The theory behind the 'cold poker master.'
Jeopardy is a human problem "solved" by a machine, but poker is a machine problem at the outset. Winning, or maximizing one's winning potential, is a matter of analyzing a card game as a succession of states, wherein each state offers players probabilities of certain events happening or not happening that can then be maximized in the interests of winning. Poker is a natural computer science problem, but, fortunately, computers are rarely allowed at the table.
Yet, sometimes they are. Meet Lengpudashi, a poker bot developed by researchers at Carnegie Mellon University whose name translates to "cold poker master." Which is perfect. In a recent set of exhibition matches on China's Hainan island, Lengpudashi won $792,327 in poker chips over the course of five days and 36,000 hands. Its opposition was Team Dragon, a group of human engineers and computer scientists led by Yue Du, an amateur poker player and venture capitalist who took home a 2016 World Series of Poker golden bracelet (the first Chinese player to do so).
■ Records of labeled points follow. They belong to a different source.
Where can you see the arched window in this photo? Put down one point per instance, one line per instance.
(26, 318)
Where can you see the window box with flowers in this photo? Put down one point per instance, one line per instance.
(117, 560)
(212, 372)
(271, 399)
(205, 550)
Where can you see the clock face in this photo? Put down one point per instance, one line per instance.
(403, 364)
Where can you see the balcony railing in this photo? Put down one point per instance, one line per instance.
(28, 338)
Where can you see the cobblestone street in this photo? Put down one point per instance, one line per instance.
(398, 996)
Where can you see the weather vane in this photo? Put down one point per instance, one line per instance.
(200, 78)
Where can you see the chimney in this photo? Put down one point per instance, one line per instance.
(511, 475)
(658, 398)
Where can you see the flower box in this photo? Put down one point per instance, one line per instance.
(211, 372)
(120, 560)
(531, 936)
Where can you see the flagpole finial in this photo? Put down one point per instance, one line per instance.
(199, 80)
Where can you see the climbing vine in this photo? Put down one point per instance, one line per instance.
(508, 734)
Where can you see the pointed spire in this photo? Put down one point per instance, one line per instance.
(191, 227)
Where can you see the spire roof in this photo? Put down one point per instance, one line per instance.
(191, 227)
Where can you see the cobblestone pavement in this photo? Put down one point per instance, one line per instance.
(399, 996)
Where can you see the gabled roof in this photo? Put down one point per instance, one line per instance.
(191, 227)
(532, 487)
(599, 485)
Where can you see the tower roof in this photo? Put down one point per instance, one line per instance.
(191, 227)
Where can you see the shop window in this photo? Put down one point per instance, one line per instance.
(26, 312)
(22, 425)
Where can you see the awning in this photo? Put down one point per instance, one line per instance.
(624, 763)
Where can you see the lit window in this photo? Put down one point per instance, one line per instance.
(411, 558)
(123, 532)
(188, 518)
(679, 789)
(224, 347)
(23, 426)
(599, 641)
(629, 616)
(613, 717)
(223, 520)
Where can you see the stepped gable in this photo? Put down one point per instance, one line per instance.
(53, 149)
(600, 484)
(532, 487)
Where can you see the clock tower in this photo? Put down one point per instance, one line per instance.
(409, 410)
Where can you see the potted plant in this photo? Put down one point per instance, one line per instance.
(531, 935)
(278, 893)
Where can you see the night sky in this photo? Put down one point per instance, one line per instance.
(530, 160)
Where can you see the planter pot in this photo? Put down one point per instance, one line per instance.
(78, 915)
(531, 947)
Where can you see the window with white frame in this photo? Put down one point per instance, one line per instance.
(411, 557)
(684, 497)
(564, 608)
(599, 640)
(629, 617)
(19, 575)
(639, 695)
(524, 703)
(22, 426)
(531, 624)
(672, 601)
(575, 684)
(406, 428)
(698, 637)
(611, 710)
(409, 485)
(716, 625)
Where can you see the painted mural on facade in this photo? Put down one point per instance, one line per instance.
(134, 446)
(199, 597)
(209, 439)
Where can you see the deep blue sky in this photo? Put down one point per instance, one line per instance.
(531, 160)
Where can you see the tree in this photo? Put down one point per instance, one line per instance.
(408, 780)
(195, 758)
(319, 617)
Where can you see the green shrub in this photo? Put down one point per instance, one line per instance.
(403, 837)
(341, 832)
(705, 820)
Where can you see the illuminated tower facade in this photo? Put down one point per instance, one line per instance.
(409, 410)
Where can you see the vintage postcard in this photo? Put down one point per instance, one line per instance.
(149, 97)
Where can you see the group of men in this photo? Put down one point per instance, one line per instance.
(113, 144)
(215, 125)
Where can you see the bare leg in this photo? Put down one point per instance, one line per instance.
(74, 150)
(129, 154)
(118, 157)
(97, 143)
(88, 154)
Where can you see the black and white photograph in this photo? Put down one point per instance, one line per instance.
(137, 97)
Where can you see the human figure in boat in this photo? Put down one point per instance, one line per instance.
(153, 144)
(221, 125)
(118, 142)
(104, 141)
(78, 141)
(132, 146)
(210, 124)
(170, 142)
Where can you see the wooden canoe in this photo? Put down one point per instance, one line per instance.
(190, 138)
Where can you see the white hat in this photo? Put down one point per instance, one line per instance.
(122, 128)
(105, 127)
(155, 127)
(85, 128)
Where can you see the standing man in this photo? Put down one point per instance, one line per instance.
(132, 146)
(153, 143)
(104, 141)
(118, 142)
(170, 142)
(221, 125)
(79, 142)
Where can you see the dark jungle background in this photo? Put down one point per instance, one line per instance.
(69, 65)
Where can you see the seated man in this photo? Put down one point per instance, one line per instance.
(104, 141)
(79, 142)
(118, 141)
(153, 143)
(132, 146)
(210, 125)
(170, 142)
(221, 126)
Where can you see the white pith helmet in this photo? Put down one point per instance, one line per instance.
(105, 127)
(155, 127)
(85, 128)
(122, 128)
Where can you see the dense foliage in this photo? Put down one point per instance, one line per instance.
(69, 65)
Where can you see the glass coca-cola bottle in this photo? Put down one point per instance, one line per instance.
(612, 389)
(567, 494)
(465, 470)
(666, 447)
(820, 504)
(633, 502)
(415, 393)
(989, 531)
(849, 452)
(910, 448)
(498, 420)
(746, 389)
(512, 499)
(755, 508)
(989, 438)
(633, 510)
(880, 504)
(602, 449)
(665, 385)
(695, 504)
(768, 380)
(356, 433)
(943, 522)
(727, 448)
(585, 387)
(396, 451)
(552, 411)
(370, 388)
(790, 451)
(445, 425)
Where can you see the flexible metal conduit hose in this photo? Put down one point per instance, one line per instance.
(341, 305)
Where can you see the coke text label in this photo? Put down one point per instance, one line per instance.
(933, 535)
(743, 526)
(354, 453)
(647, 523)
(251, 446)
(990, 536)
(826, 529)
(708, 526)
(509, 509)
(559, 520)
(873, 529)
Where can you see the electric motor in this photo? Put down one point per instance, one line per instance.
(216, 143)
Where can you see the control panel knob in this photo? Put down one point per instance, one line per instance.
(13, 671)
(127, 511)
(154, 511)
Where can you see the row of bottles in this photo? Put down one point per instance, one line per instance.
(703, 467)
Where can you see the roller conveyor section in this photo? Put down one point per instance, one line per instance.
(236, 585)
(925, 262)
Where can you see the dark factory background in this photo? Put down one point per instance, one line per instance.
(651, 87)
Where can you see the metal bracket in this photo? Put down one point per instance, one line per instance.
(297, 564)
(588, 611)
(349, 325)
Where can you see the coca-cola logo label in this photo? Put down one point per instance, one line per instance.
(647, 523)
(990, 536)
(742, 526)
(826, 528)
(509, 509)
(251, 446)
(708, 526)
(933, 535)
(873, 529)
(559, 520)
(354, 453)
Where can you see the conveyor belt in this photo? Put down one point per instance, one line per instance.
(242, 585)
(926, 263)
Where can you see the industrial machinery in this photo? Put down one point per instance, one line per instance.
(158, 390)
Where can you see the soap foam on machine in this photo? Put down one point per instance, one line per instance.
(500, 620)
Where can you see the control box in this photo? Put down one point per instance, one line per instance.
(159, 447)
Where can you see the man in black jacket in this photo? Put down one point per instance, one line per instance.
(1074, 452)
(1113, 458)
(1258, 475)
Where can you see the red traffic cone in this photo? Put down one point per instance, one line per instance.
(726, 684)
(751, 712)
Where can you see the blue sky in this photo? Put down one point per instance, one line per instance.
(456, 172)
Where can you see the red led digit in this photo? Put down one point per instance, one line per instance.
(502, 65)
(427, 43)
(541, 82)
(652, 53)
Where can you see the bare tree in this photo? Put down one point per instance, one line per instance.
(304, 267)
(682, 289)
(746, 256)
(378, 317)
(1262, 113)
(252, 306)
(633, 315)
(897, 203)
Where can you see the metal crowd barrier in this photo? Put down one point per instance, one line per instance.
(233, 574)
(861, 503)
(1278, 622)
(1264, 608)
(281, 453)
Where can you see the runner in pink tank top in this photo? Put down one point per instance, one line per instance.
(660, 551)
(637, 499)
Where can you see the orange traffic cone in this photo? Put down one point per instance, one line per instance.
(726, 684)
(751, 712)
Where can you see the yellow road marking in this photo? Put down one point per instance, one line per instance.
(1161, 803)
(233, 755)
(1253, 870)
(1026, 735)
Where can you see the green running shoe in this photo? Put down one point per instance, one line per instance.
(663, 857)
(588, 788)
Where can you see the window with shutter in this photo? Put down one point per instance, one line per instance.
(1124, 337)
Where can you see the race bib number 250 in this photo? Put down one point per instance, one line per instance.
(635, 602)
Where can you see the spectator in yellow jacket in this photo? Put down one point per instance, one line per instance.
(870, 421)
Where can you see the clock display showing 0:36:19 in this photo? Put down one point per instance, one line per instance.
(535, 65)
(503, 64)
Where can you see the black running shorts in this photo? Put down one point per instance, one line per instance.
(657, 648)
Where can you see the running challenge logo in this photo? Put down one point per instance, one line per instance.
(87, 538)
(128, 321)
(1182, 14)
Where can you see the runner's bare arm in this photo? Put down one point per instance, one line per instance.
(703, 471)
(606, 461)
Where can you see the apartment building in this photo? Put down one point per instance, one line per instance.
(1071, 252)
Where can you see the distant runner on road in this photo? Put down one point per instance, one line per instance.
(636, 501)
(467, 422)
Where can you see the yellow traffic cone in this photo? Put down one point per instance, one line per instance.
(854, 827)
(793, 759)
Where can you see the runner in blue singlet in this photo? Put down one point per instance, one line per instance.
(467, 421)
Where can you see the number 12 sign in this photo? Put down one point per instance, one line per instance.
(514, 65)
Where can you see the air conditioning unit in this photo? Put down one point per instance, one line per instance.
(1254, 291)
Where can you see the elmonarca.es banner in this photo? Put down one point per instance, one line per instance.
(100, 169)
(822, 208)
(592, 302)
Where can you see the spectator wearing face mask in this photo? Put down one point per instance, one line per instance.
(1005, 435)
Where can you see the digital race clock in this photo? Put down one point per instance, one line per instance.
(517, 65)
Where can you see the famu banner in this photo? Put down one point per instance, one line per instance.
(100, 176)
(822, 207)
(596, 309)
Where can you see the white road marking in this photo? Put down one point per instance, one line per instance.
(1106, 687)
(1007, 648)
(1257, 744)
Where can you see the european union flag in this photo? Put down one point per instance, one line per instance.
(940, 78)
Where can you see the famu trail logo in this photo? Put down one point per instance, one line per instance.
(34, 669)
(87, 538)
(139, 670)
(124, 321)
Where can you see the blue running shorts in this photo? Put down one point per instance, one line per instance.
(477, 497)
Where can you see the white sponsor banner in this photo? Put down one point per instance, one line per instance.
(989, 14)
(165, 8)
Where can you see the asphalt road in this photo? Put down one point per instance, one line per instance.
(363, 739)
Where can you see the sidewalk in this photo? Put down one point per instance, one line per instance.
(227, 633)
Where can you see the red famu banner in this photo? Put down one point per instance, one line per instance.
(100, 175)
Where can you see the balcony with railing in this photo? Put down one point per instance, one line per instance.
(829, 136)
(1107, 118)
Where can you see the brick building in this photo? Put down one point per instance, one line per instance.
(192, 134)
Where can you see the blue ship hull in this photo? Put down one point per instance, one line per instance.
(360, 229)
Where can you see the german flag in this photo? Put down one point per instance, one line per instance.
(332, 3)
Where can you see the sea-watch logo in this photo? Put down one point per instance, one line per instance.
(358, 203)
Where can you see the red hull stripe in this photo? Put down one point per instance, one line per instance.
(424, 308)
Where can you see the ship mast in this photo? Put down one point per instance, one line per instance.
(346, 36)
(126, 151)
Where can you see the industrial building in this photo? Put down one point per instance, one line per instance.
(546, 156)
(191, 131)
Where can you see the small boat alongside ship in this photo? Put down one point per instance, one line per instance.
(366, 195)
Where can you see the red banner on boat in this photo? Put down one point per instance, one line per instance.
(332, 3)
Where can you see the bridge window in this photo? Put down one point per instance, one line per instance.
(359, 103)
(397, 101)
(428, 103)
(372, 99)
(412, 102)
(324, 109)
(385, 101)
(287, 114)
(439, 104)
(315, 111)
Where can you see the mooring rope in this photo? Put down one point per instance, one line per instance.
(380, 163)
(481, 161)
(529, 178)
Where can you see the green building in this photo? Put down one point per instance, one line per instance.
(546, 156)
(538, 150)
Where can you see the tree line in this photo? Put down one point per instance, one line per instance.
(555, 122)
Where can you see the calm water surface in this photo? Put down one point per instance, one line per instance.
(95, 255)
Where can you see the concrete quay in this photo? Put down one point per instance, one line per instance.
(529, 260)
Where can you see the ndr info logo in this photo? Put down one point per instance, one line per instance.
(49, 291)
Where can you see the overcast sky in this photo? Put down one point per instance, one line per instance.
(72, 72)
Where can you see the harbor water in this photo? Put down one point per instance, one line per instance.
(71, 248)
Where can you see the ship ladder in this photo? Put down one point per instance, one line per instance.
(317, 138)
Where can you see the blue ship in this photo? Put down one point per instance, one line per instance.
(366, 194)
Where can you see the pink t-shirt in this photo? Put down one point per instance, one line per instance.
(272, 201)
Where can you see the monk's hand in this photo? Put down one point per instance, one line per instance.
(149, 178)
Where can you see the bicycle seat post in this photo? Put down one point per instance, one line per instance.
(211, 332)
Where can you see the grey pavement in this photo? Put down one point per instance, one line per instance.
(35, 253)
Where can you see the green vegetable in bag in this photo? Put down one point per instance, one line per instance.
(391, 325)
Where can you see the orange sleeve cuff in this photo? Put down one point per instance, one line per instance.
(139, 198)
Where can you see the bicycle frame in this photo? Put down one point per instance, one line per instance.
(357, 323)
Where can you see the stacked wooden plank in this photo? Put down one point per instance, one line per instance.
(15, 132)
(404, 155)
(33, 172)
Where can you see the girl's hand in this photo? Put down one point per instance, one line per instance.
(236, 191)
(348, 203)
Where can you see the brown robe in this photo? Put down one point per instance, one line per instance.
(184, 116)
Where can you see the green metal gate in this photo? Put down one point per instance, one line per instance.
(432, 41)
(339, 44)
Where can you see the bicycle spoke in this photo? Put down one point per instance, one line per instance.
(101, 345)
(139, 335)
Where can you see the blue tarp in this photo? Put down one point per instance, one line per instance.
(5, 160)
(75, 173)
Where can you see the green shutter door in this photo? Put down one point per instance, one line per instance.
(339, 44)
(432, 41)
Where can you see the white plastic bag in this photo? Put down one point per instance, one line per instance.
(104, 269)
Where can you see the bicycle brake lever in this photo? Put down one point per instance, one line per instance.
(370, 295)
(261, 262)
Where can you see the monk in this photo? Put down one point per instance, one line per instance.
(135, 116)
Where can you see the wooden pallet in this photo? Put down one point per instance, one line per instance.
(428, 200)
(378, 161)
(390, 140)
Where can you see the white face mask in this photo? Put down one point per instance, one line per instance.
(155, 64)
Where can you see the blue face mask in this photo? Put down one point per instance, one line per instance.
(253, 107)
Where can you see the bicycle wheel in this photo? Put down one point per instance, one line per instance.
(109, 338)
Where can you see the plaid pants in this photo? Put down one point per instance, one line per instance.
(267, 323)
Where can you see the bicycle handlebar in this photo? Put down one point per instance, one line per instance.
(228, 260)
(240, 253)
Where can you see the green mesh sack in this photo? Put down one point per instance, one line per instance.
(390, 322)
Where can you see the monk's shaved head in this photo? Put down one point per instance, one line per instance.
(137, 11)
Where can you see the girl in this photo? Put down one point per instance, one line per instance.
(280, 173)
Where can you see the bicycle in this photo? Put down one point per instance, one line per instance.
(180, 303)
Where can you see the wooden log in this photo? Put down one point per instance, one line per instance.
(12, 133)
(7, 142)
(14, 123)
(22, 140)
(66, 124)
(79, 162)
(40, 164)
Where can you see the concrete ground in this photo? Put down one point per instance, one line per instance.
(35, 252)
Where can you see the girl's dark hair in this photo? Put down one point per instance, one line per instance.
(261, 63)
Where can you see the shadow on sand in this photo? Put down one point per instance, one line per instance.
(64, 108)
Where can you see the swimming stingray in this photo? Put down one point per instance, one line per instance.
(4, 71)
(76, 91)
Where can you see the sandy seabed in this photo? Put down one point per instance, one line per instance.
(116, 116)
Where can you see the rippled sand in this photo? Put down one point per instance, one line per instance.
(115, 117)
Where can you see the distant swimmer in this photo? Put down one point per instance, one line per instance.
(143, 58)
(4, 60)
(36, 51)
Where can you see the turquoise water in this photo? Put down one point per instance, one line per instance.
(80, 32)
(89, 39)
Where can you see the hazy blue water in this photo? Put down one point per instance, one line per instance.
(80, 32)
Lengpudashi's win meant an IRL $290,000 in prize money, which will be reinvested in Strategic Machine, an AI company founded by CMU researchers Tuomas Sandholm and Noam Brown. An earlier poker bot developed by the duo won $1,766,250 in chips earlier this year in an epic 20-day match against five of the world's top poker players.
However natural it may seem as an AI problem, poker isn't Go. Poker introduces the problem of incomplete information. A machine playing Go or chess can observe a board and know immediately the complete state of the game. Like a human poker player, however, the poker bot only knows what it sees. The best it can do is count cards—based on what's on the table and in my hand, what cards are left in the deck? This set of remaining cards only constrains possibilities. Luck makes the final call. Luck, after all, is just what we don't know.
More technically, poker is an example of an information-imperfect game. Sandholm and Brown go deeper in a paper presented earlier this year at the AAAI-17 Workshop on Computer Poker and Imperfect Information Games in San Francisco. The technique described in the paper for such problems is a variation of what's known as "endgame solving."
In a information-complete game like checkers or chess (or Go), the computer's strategy is to decompose the larger game into a bunch of smaller games. Iteratively solve those problems and you should wind up with a solution to the whole problem. This is endgame solving as it's usually understood. Checkers was definitively solved in this fashion.
"In imperfect-information games, endgame solving is drastically more challenging," Sandholm and Brown write. "In perfect-information games it is possible to solve just a part of the game in isolation, but this is not generally possible in imperfect-information games." Imperfect-information games have to be solved as whole entities, not through decomposition.
This is a problem with large games, like No-Limit Texas Hold'em. No-Limit Texas Hold'em has 10 165 nodes that have to be computed in order to be "solved."
The general answer to this problem is for algorithms to create more manageable abstractions of the whole game that are essentially miniaturized versions. Solve the little version of the game, and you can then remap it to the larger game. The catch is that a lot of complexity from the real game is lost in the abstraction process, which in many cases means the remapping just doesn't do the job.
The solution devised by Sandholm and Brown is known as Reach-Maxmargin refinement. The basic idea is to take this mini-games and imagine them along different paths that the whole game might take as it evolves. In their words, it's "a new method for refining endgames that considers what payoffs are achievable from other paths in the game."
The result is essentially an algorithm that knows how to bluff. It understands that it can benefit from preventing the game from progressing down certain paths and seeks to manipulate that. "People have a misunderstanding of what computers and people are each good at. People think that bluffing is very human —it turns out that's not true," Brown told Bloomberg. "A computer can learn from experience that if it has a weak hand and it bluffs, it can make more money."